Code: 18D06XD
Among the substances declared by the athletes during the sample collection sessions and reported in the doping control forms (DCF), it is quite frequent to observe supplements or medication based on thyroid hormones. This supplements or medications contain not only levothyroxine (T4) or triiodotironine (T3) but some of their derivatives as Triacana (3,5,3’-triiodothyroacetic acid) or Tetrac (3,5,3’,5’-tetraidothyroacetic acid). In 2017, at the WADA accredited antidoping laboratory of Rome, the athletes declaring to consume this kind of substances, was ten times higher compared to the prevalence of hypothyroidism in Italy. This high incidence of their consumption among the athletes in conjunction with their metabolic actions and the consequences of their intake over the health, impose to investigate which is the real use of these compounds and to start to investigate a new potential doping practice.
We plan to investigate the real analytical possibilities for determining the prevalence of use in sports using the available capabilities in the antidoping laboratories, ideally in already existing methods starting from urine or serum samples collected for other antidoping analyses. This would allow, if considered convenient, to include an additional section in the athletes biological passport (ABP) endocrinological module for these hormones.

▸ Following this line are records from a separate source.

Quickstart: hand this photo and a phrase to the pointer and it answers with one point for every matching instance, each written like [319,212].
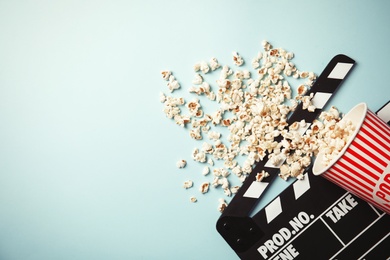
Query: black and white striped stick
[295,224]
[236,215]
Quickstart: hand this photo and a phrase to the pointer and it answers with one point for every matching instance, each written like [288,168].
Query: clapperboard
[312,218]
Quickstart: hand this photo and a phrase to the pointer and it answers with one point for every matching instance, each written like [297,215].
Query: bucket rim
[318,168]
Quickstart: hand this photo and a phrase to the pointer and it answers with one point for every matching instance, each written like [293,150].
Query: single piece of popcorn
[204,187]
[222,205]
[163,98]
[181,163]
[206,170]
[204,67]
[234,189]
[261,175]
[214,64]
[165,74]
[188,184]
[237,59]
[173,84]
[198,79]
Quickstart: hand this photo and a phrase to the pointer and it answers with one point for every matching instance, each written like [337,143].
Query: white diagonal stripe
[273,209]
[320,98]
[301,186]
[255,189]
[340,70]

The main goal is to monitor thyroxine hormones (TSH, freeT3, freeT4 and freeT4/freeT3 ratio) in athlete’s serum and investigate the best biomarkers in urine focusing the attention in their potential inclusion in the ABP endocrinological module. Once the method developed and biomarkers chosen, the proposed approach will be applied to different thyroid conditions and the profiles under some administrations evaluated.
Main findings
A method to detect thyroid hormones (TH) and some related metabolites in serum was validated using the LCMS/MS technique. The correlation of the validated method with RIA showed adequate results and one of the advantages of the LCMS technique with respect to RIA is that it does not show cross-interferences as is the case of T3 with triiodo-thyronacetic acid, which could happen with other metabolites. One of the disadvantages is the matrix effect, so it must be treated with particular care in the implementation process. Analysis of serum samples from athletes who reported levothyroxine consumption showed elevated levels of thyronine and tetraiodo-thyronacetic acid. At least preliminarily, these two compounds and the relationships that involve them (with T3 and T4) could be used as markers for the detection of levothyroxine consumption in serum.

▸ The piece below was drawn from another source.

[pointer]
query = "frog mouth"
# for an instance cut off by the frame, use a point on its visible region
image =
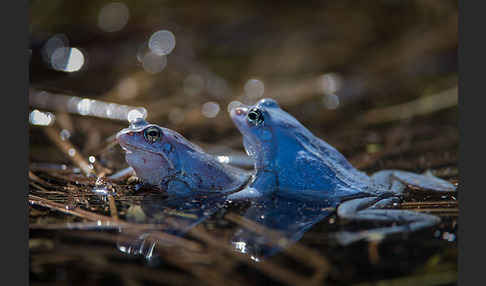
(129, 148)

Also, a method was validated for urine that allows the detection of THs and their metabolites. The method was applied to the total urine fraction (free + glucuronide conjugates + sulfate conjugates) but can be applied to the fractions separately. It was based on extraction at neutral pH to have a global idea of the excretion in urine of acidic (thyronacetic acids) and basic (thyronamines) metabolites.
Applying the validated method in LCMS to the total fraction of serum and urine, it was possible to verify that the levels of T3 and T4 of athletes are lower than those of a euthyroid population even when they are under the administration of TH supplements, coinciding with episodes of hypothyroidism described in reports focused
on high-performance sports. However, the high efficiency of the HTP axis (which proved to be, throughout the study, the most strict, refined, and exquisite) does not allow us to observe differences between athletes who do not declare and those who declare having used TH supplementation.
Direct measurements of T3 and T4 do not seem to be useful in these cases since everything seems to indicate that external supplementation aims to cover the needs of thyroid hormones to maintain homeostasis. Therefore, it could be assumed that the metabolic pathways observed in a euthyroid individual after the administration of TH are not the same as those observed in athletes. The detection of the administration of TH, at least triiodothyronine (T3) and levothyroxine (T4) in urine could work when dealing with euthyroid individuals, either by applying cut-off values of ratios (for T3) or the presence of T1 (for T4). In individuals with hypothyroidism where the tendency is towards the maintenance of homeostasis (as in the case of athletes), it was not possible to clearly detect the consumption.
Regarding to Endogenous Steroid Profile in urine, differences in the markers of the ABP steroidal module were found considering samples of athletes declaring and not declaring the supplementation with TH in the Doping Control Form. Although not all assessed parameters showed significant differences, there was observed a tendency to decrease steroid concentrations in the group of athletes who declared the consumption of levothyroxine. Female groups showed higher differences between declaring and not-declaring athletes' respect to males. The results for pregnanediol were a remarkable point, especially in the case of males. The information on TH therapy by athletes may be helpful for the correct interpretation of the ABP as happens for other markers considered confounding factors of the urinary steroid profile in the current WADA documents.